Im J. 1840 zog ihn die Sehnsucht nach Heimath und Mutter – sein Vater hatte bereits das Zeitliche gesegnet – an die Stätte seiner Jugend hin; er kehrte nach Schlebusch zurück und verließ nunmehr nur noch gelegentlich sein Heimathland. Er bekleidete noch nach einander in Frankfurt a. M., Elberfeld, Hagen und zuletzt zu Nachrott im Lennethale die Stelle eines Pädagogen; war ihm doch der Jugendunterricht lieb und theuer geworden. Und gerade die letztere Stätte im Hause der Familie Schmidt wurde ihm nach dem Hingange seiner Mutter, seines Oheims und so mancher seiner Freunde eine der liebsten auf der Erde, und hier sollte auch der unerbittliche Tod seinem schaffensfreudigen Dasein ein Ende setzen. Z. war im Herbste des Jahres 1867 zu seinem Bruder Vincenz nach Grevenbroich gezogen, dort ganz den Wissenschaften und dem Umgange mit Freunden lebend. Auf einem Besuche in Nachrott bei seinem Freunde Löbbecke schied er in der Fülle der Gesundheit am 23. März 1869 ganz unerwartet aus dem Leben: er war von einem Herzschlag getroffen. Seine Gebeine ruhen auf dem Friedhofe zu Altena, mitten in seiner Lieblingslandschaft.

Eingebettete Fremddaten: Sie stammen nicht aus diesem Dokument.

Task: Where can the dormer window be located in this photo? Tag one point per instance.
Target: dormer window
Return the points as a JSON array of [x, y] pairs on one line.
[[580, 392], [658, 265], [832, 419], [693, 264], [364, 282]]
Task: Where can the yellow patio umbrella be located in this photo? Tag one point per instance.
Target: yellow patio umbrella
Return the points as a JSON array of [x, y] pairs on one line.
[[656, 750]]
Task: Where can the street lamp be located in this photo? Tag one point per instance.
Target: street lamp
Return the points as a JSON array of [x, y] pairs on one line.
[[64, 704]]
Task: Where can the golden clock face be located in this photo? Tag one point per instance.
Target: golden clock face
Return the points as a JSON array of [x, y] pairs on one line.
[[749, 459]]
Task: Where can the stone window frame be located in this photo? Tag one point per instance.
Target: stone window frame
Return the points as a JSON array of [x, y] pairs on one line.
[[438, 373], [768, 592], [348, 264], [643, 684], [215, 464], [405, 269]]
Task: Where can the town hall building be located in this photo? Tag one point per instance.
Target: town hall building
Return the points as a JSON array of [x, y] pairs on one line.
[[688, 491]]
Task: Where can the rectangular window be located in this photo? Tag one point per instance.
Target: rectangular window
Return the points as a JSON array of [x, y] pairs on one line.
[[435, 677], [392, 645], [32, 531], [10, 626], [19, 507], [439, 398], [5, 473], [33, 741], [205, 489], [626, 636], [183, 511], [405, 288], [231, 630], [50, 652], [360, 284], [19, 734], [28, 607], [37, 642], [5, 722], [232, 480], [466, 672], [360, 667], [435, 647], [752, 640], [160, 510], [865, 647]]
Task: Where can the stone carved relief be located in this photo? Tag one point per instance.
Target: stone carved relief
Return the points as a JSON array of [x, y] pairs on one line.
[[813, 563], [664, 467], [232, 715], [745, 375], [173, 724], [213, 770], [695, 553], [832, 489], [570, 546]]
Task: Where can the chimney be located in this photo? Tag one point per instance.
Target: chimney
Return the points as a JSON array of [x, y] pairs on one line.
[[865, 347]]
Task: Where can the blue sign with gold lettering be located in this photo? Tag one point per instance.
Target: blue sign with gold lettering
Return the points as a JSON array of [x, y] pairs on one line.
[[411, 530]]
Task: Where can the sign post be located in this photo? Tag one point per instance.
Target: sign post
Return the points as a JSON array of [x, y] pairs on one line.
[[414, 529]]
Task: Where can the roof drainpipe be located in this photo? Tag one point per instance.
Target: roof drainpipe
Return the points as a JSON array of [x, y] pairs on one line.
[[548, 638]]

Z. wird uns von denjenigen, welche ihn persönlich kannten, als schöner, kraftvoller Mann geschildert, der mit seiner hohen Gestalt und dem ausdrucksvollen Kopfe mehrfach seinen Düsseldorfer Malerfreunden zu Heldenbildern gesessen hat. Seinen Charakter hat er selbst, als er sich 1866 um das Mandat eines Volksvertreters für den Kreis Mülheim-Wipperfürth und Siegburg bewarb, geschildert, indem er sagt, er habe sein ganzes Leben hindurch nicht nach der Gunst der Großen gelungert, habe nicht getrachtet, eine glänzende Laufbahn zu machen, sondern sich in einfach bürgerlicher Stellung am Gemeinwohl zu bethätigen gesucht, gestrebt ein ehrlicher Mann und seinen Grundsätzen treu, d. h. unabhängig zu bleiben. Er sei in der katholischen Confession erzogen worden, er habe aber sich von jeher mit den Ansichten anderer Menschen vertragen gelernt, habe die Lehren, welche über das gegenwärtige Leben hinaus zielten, nie dadurch entheiligen wollen, daß er sie heuchlerisch zur Schaustellung benutzte, um politische Ziele zu erreichen und die Augen der Arglosen zu blenden.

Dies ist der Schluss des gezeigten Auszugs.